A vida que nunca tive e por isso comprei o gato
Data 21/08/2025 18:04:14 | Tópico: Poemas
| O meu nome é Rita. Vivo num pequeno apartamento com vista para lugar algum, numa cidade que raramente aparece no discurso de quem não a habita.
Tenho um gato que prefere vaguear pela noite a fazer-me companhia nas horas que lhe ficaram, implicitamente, contratadas.
Ainda me debato com questões filosóficas demasiado comuns. Entretenho-me, sobretudo, com os gregos antigos. Prefiro-os: Parménides, a quem acho muita piada; Diógenes, que é profundamente tonto; e Xenófanes, que dormita, imagine-se, na mesinha de cabeceira de madeira de nogueira.
Gosto de beber coca-cola zero aos domingos de manhã; talvez um pequeno interlúdio da vida que nunca tive.
Dantes gostava de croissants, mas perdi-lhe o gosto porque me aborreci do nome.

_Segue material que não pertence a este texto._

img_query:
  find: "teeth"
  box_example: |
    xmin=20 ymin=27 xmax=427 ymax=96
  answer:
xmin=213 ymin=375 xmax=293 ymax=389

Sinto-me particularmente grata (ah!, esta coisa horrível que é a gratidão!) pela vida que nunca tive: sucesso, uma petite promenade à beira-mar, um gabinete com vista para as traseiras e uma chart de queijo com as vendas da semana; os amigos Zé e Chico, a Alicinha e a menina Paula.
No fundo, foi por isso que comprei o gato.